Paradoksalnie próbowali ich powstrzymać ci, którzy przed laty blokowali wejście Słowacji do UE. – Opamiętajcie się! Czy chcecie blokować proces integracji? – apelował lider populistycznego HZDS, były premier Vladimir Mecziar, ostro krytykowany w latach 90. przez Unię. – Hańba! Plujecie na integrację! – wtórował mu Jan Slota, lider Słowackiej Partii Narodowej.
Prawicowa opozycja grozi, że nie poprze traktatu, jeśli rząd nie wycofa się z nowelizacji prawa prasowego. Przeciwko nowemu prawu protestują też dziennikarze.
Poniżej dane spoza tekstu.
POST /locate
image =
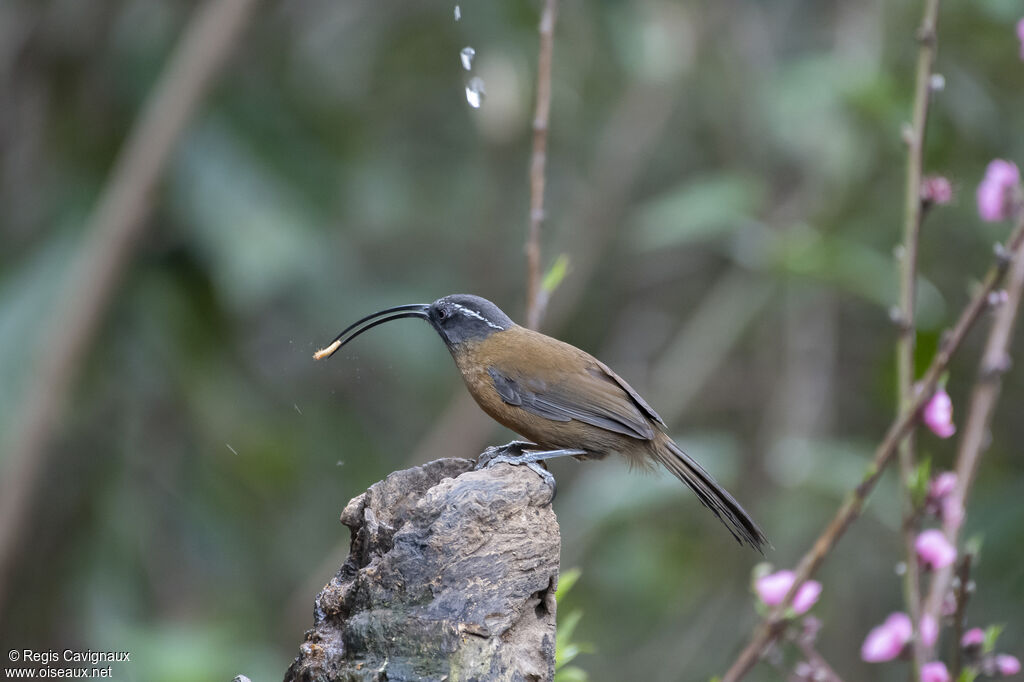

Uznają za niedopuszczalne, by minister kultury decydował, czy opublikowane artykuły „nie propagują zachowań społecznie nieakceptowalnych“. Ustalono 16 przypadków takich zachowań, w tym: „wojny”, „nadużywanie narkotyków” czy „nienawiść z pobudek politycznych”. Jeśli minister odrzuci tekst, wydawcom będzie grozić grzywna w wysokości około 200 tysięcy koron (ok. 20 tys. złotych).
Nowelizacja nakazuje również wydawcom zamieszczanie sprostowań członków rządu i innych urzędników państwowych „w pełnej objętości“, jeśli poczują się urażeni artykułami na swój temat.– W Brukseli padacie na kolana, a w kraju bierzecie przykład z komunistów. Chcecie założyć kaganiec mediom. Zamordyzm nie przejdzie! Wycofajcie nowelizację, to poprzemy traktat – targował się Mikulasz Dzurinda, były chadecki premier, który wprowadzał Słowację do UE.
Słowackie media zauważają, że mimo zdecydowanego poparcia 85 deputowanych w 150-osobowym parlamencie premier Robert Fico musiał po raz pierwszy od wyborów w 2006 roku ustąpić prawicy.